Her attempt fell flat.
"Just remember to close the gates," he reiterated, his tone level. "And another thing, don't drive so fast in here—" He indicated the fenced area around them that included the drive, the house, the windmill, and a measured amount of land on either side. "Barbed wire does a pretty good job of keepin' the larger livestock out. But we have smaller animals around that could get hurt. So you need to be careful."

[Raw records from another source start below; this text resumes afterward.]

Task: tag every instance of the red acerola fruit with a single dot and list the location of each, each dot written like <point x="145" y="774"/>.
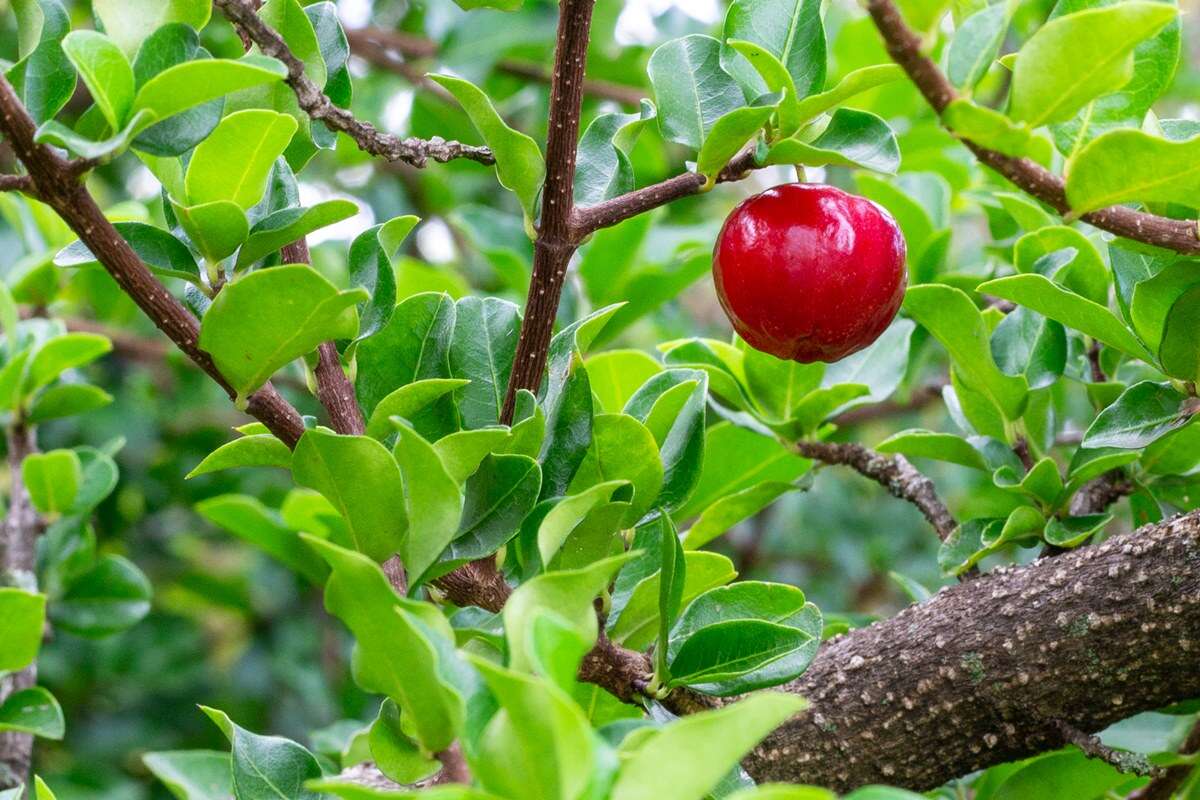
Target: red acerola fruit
<point x="809" y="272"/>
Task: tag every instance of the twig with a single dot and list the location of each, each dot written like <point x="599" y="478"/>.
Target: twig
<point x="904" y="46"/>
<point x="384" y="49"/>
<point x="1093" y="747"/>
<point x="893" y="473"/>
<point x="557" y="235"/>
<point x="1164" y="786"/>
<point x="318" y="107"/>
<point x="59" y="186"/>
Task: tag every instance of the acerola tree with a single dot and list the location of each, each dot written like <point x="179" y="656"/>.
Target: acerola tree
<point x="519" y="512"/>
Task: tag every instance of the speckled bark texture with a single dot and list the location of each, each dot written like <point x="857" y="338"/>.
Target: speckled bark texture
<point x="985" y="671"/>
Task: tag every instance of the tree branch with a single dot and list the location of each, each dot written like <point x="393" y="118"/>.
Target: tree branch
<point x="318" y="107"/>
<point x="58" y="185"/>
<point x="893" y="473"/>
<point x="905" y="47"/>
<point x="384" y="48"/>
<point x="557" y="235"/>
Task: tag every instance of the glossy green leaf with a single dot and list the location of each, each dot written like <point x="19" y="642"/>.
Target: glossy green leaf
<point x="1125" y="166"/>
<point x="1074" y="59"/>
<point x="1144" y="413"/>
<point x="1074" y="311"/>
<point x="249" y="519"/>
<point x="397" y="655"/>
<point x="282" y="228"/>
<point x="954" y="322"/>
<point x="852" y="138"/>
<point x="22" y="625"/>
<point x="691" y="88"/>
<point x="34" y="711"/>
<point x="519" y="161"/>
<point x="363" y="481"/>
<point x="267" y="319"/>
<point x="192" y="774"/>
<point x="108" y="599"/>
<point x="105" y="71"/>
<point x="687" y="758"/>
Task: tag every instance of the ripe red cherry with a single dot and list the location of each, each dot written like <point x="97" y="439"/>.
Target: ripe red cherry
<point x="809" y="272"/>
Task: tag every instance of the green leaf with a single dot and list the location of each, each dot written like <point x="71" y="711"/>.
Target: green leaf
<point x="928" y="444"/>
<point x="1144" y="413"/>
<point x="852" y="138"/>
<point x="955" y="322"/>
<point x="687" y="758"/>
<point x="431" y="498"/>
<point x="105" y="71"/>
<point x="1078" y="58"/>
<point x="407" y="401"/>
<point x="63" y="353"/>
<point x="159" y="250"/>
<point x="481" y="350"/>
<point x="363" y="481"/>
<point x="193" y="774"/>
<point x="267" y="319"/>
<point x="1180" y="352"/>
<point x="727" y="137"/>
<point x="52" y="480"/>
<point x="186" y="85"/>
<point x="1041" y="294"/>
<point x="568" y="594"/>
<point x="744" y="637"/>
<point x="130" y="22"/>
<point x="267" y="768"/>
<point x="990" y="128"/>
<point x="855" y="83"/>
<point x="519" y="162"/>
<point x="276" y="230"/>
<point x="397" y="654"/>
<point x="413" y="347"/>
<point x="249" y="519"/>
<point x="790" y="30"/>
<point x="237" y="158"/>
<point x="604" y="168"/>
<point x="691" y="89"/>
<point x="258" y="450"/>
<point x="976" y="44"/>
<point x="22" y="625"/>
<point x="1125" y="166"/>
<point x="108" y="599"/>
<point x="35" y="711"/>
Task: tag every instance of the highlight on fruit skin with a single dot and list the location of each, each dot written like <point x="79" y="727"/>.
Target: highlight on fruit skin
<point x="809" y="272"/>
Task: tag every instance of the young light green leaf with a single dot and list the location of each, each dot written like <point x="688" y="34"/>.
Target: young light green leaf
<point x="1078" y="58"/>
<point x="1126" y="164"/>
<point x="363" y="481"/>
<point x="105" y="71"/>
<point x="34" y="711"/>
<point x="1041" y="294"/>
<point x="22" y="625"/>
<point x="691" y="88"/>
<point x="690" y="756"/>
<point x="852" y="138"/>
<point x="265" y="319"/>
<point x="519" y="162"/>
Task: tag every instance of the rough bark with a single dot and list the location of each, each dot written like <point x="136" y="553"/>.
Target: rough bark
<point x="984" y="672"/>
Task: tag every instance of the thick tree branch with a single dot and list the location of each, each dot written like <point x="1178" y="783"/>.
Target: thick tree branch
<point x="905" y="47"/>
<point x="18" y="561"/>
<point x="557" y="236"/>
<point x="58" y="185"/>
<point x="316" y="104"/>
<point x="394" y="50"/>
<point x="893" y="473"/>
<point x="981" y="673"/>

The reality of her "speeding" was debatable, but Cassie already knew the hard-and-fast rule about gates. She'd just forgotten.
"All right," she agreed.
Will Taylor continued to look at her. Was he starting to remember her, too? He hadn't up to now. But then she'd changed far more than he had during her yea
rs away. The dark brown, almost black, hair she used to wear hanging straight to her waist was now short and layered, feathering her face. She wore makeup and nice clothes where before, as a teenager, she had done neither. Back then, if she could have faded into the walls whenever she was forced to be with people, she would have. The biggest difference in her today, though, was the way she carried herself, the way she presented herself. She had confidence now. In herself, in her abilities. She—
"After you close the gate, go knock on the front door," he said, his words breaking into her thoughts. "My mom's expectin' you." Then, giving a short nod, he stuffed his hat back on his head and started back to the windmill.
Cassie stared after him. Not exactly an auspicious beginning. But it was a beginning.
She walked to the gate, secured it as instructed, and returned to her car. Then accelerating slowly forward, she parked beside a well-used blue pickup to the right side of the house, mounted the two steps onto the wide front porch, and knocked on the screen door frame.
The pungent odor of cooking tomatoes tickled Cassie's nose as she waited. When there was no response, she knocked again, only harder. She peered through the screen and even called out. But the inside of the house remained silent.
Two old-fashioned rocking chairs and several well-used ladder-back chairs waited for occupants on the porch. A partially completed jigsaw puzzle was laid out on a table. There was no sign of life until a gray cat with a snowy-white blaze on its chest and equally white-tipped paws glided silently around the curve of the porch. The cat stopped in front of the first rocker, made a graceful leap onto the seat cushion, settled, and then looked up at her with jewel-like eyes.
"Do you know where Mrs. Taylor is?" Cassie asked.
The cat blinked and turned its head, unconcerned.
Cassie tried the door again. Still nothing.
Vexed, she released a breath and weighed her options. She could cross to the windmill and ask Will for help. Which, if he was already back up on top, would entail him coming down again—an occurrence she doubted would go over very well. Or, her better option, she could begin a search on her own. If, afterward, she still couldn't find the woman, she'd sit in the rocking chair next to the cat and wait. Mrs. Taylor had to turn up sometime.